Yukarıya aktardığım değerlendirmelerle HDP’nin ne ölçüde uyumlu bir süreç yaşadığı elbette tartışmalıdır. Taksim-Gezi direnişinin ortaya çıkardığı gücü ve enerjiyi arkalamayan ya da buna dair kaygısı olmayan HDP’nin, gelişmesini ve geleceği kazanmasını beklemek pek olanaklı olmayacaktır. Seçimler sürecinde başta İstanbul olmak üzere metropellerde HDP’nin hitap alanında bulunan -hala bulunan- güçleri “seçmen” olarak kazanamaması mutlaka değerlendirilmesi gereken bir konudur.

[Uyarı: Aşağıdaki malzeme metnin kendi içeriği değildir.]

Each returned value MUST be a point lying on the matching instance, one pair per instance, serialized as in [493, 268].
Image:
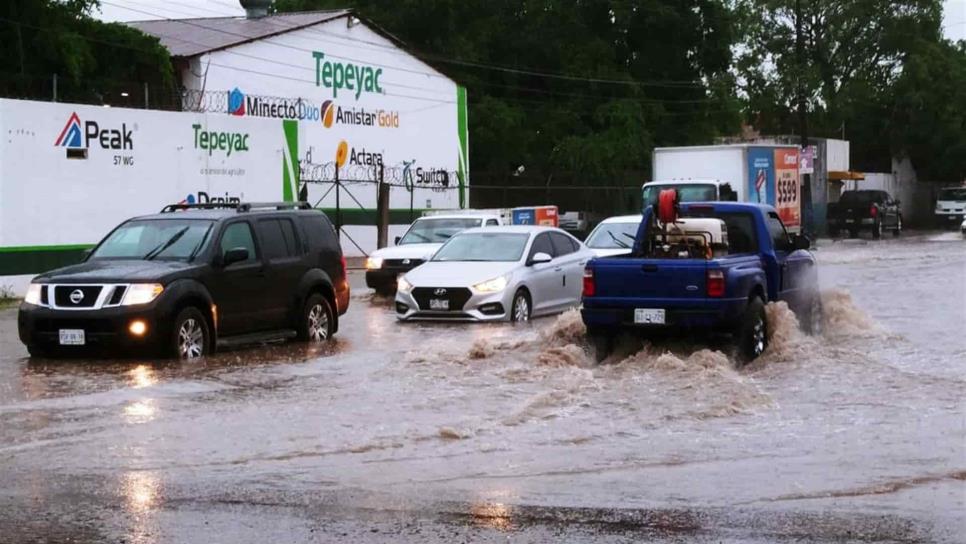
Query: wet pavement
[485, 433]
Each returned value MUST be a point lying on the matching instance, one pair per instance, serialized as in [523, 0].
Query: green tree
[94, 61]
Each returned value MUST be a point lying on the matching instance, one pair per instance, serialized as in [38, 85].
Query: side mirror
[234, 255]
[539, 258]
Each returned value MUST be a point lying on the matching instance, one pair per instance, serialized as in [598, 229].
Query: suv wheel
[190, 338]
[317, 320]
[752, 332]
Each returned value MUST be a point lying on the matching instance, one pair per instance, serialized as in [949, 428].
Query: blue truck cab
[702, 283]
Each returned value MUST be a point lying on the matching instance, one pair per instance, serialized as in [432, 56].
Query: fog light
[138, 327]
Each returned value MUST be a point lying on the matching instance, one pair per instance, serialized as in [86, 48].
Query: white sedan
[614, 235]
[496, 274]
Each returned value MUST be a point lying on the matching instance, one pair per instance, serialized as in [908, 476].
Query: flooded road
[442, 433]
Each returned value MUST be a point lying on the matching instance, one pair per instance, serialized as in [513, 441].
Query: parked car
[614, 235]
[870, 210]
[509, 273]
[424, 237]
[713, 270]
[951, 206]
[192, 277]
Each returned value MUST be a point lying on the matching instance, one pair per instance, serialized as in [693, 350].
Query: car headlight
[141, 293]
[33, 294]
[492, 286]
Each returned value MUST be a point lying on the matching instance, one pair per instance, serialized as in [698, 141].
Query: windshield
[435, 231]
[952, 194]
[613, 236]
[687, 192]
[164, 239]
[484, 247]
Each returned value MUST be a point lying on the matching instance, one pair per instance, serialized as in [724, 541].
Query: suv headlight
[492, 286]
[141, 293]
[33, 294]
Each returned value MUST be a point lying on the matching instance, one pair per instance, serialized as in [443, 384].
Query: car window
[561, 244]
[239, 235]
[541, 244]
[272, 239]
[779, 237]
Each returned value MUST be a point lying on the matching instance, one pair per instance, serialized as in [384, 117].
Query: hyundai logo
[76, 296]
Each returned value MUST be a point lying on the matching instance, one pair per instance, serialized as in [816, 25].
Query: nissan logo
[76, 296]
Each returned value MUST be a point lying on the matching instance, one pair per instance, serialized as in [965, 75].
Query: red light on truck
[715, 283]
[590, 287]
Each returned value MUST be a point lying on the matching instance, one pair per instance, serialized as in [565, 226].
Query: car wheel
[812, 320]
[521, 311]
[752, 332]
[190, 337]
[317, 320]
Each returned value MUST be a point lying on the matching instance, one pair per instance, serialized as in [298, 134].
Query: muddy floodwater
[495, 433]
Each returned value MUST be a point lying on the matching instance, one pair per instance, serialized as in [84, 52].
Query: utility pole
[803, 121]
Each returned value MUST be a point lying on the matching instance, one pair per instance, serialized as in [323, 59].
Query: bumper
[104, 329]
[479, 307]
[714, 314]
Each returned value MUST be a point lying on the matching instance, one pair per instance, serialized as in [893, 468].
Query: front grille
[457, 296]
[405, 264]
[62, 295]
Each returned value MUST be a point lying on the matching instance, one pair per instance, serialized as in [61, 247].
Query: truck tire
[317, 320]
[752, 332]
[190, 337]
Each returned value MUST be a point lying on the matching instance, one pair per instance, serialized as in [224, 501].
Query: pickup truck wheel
[520, 313]
[877, 230]
[190, 338]
[317, 320]
[753, 332]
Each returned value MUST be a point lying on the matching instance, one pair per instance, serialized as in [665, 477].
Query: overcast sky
[135, 10]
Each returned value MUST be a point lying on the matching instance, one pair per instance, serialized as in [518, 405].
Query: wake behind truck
[710, 267]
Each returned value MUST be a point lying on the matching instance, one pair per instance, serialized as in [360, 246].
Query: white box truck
[765, 173]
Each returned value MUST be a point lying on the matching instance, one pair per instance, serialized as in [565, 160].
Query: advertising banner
[761, 175]
[787, 187]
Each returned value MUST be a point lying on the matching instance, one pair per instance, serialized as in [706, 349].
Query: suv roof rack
[205, 206]
[249, 206]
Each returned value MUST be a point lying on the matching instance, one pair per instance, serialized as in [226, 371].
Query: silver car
[496, 274]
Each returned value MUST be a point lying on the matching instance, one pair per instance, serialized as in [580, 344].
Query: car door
[543, 280]
[794, 266]
[282, 255]
[570, 261]
[237, 289]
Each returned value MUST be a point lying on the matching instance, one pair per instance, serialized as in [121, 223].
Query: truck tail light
[590, 287]
[715, 283]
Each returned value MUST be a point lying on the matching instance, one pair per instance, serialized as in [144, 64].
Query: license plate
[648, 316]
[72, 337]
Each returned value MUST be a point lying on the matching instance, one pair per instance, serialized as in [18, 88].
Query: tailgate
[650, 278]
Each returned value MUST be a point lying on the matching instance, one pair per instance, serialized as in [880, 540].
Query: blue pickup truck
[712, 269]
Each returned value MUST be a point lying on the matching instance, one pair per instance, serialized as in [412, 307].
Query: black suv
[191, 277]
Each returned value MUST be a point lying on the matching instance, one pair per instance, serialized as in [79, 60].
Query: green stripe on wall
[36, 259]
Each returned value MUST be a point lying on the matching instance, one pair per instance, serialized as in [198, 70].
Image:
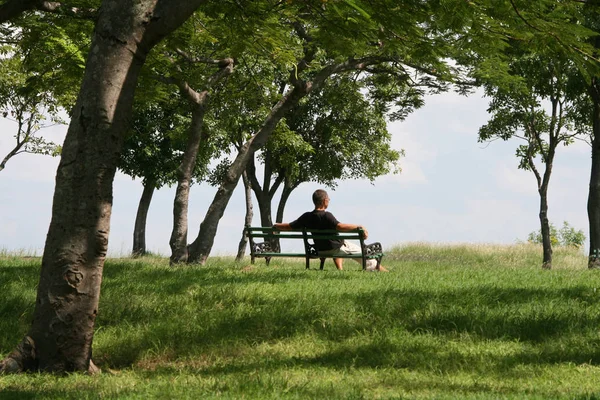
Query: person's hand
[365, 232]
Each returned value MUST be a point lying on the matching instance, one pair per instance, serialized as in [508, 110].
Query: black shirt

HDP’nin bugüne kadarki başarısı, bileşenlerinin ötesinde bağımsız varlığını ve sözünü koruması idi. Bütün bileşenlerinin sözlerini optimum bir noktada ortaklaştırması idi. Belki de gelinen noktada HDP’nin üzerine titremesi ve titizlenmesi gereken en önemli konusu budur. HDP’yi bileşenlerinden birisine “benzetmeme” konusunda gereken özen gösterilemezse “Kongre” kazanımının da tehlikeye gireceğini görmek gerekiyor.
Şimdi HDP’nin önündeki temel görev, 30 Mart seçimlerinden aldığı güçle örgütsel yapısını reorganize ederek, sokakta ve parlamentoda daha görünür olma hamleleriyle birlikte kendisine dönük sürdürülen sistemli dezenformasyonları da, saldırıları da boşa çıkartarak, geleceğin tek demokratik seçeneği olduğunu göstermek olacaktır..
***Bu yazı, Siyaset’in 13. sayısında kısaltılarak yayımlanan yazının geniş halidir.